When would I need an agent?

Prevously Aparapi loaded classes that it needed to convert to OpenCL using java.lang.Class.getResourceAsStream(). This only works if we have a jar, or if the classes are on the filesystem somewhere. This approach will not work for ‘synthetically generated classes’.

There are applications/frameworks which create synthetic classes (at runtime) which would not normally be useable by Aparapi.

Specifically (and significantly) Java 8 uses synthetic classes to capture args (closure captures) so they can be passed to the final lambda implementation. We needed a way to allow Aparapi to access bytecode of any class, not just those in jars or on the disk.

A JVMTI agent can register an interest in loaded classes (loaded by the classloader)do this. So when we use the aparapi library in 'agent mode’ it caches all bytes for all loaded classes (yes we could filter by name) and puts this information in a common data structure (should be a map but is a linked list at present).
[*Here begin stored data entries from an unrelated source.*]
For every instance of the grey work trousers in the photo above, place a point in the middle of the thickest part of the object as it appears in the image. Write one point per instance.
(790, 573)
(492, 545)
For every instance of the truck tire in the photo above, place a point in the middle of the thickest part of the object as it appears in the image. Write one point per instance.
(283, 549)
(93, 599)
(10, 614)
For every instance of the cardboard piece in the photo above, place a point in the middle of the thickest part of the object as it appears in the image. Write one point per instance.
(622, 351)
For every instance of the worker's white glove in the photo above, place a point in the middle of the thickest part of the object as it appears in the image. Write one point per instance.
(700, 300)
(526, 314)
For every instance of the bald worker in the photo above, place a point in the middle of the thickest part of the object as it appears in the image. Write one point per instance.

By adding a new OpenCLJNI.getBytes(String) JNI method, Aparapi can now retrieve the bytes for any loaded classes, out of this cache.

So this combined with our ability to parse classes which don’t have line number information should really enable Aparapi to be used with Scala/JRuby/Groovy or other dynamic scripting languages which create classes on the fly.